Functional constructs shared by Groovy, Scala, and Clojure and their benefits - moondowner
http://www.ibm.com/developerworks/java/library/j-jn10/index.html

======
vorg
So Scala...

    
    
        employees
          .filter(_.length() > 1)
          .map(_.capitalize)
          .reduce(_ + "," + _)
    

...Groovy...

    
    
        listOfNames
          .findAll {it.length() > 1}
          .collect {it.capitalize()}
          .join(',')
    

...and Clojure...

    
    
        (->> list-of-emps
          (filter #(< 1 (count %)))
          (map clojure.string/capitalize)
          (interpose ",")
          (reduce str))
    

They all look similar, but Clojure's syntax is harder to read for the
uninitiated at first sight, one of the downsides of enabling syntactic macros
and the homoiconocity it requires.

I do think there's room for a Scala/Groovy-looking syntax to sit atop Clojure,
though, not to replace Clojure but to complement it.
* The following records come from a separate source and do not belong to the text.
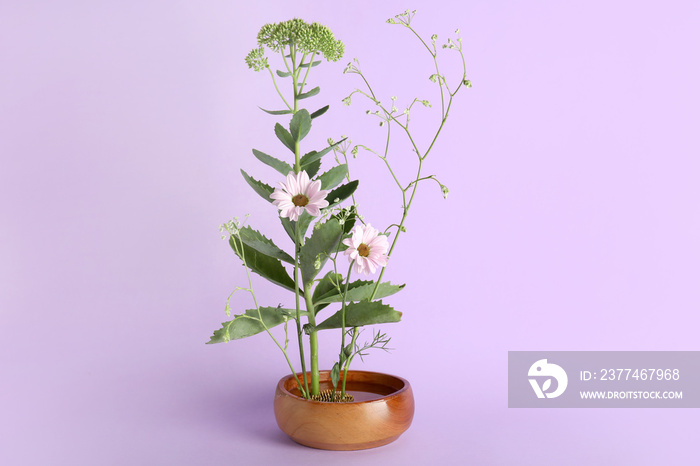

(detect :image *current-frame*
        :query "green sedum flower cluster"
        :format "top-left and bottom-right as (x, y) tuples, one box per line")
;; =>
(245, 18), (345, 71)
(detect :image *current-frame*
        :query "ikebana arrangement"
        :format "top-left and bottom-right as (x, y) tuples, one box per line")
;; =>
(208, 10), (471, 449)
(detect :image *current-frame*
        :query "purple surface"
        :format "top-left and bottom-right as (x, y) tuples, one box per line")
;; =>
(0, 0), (700, 465)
As it stands, the
comparison code is easily misread and should be infix. I'm working on a tool
to read this...

    
    
        listOfEmps
          ->> filter(count(_) > 1)
          ->> map(clojure.string.capitalize)
          ->> interpose(",")
          ->> reduce(str)
    

...and convert it to the Clojure sample above. There's been no real technical
blockers (besides parsing performance of course). The bottleneck has been
designing the syntax to cover all possible holes.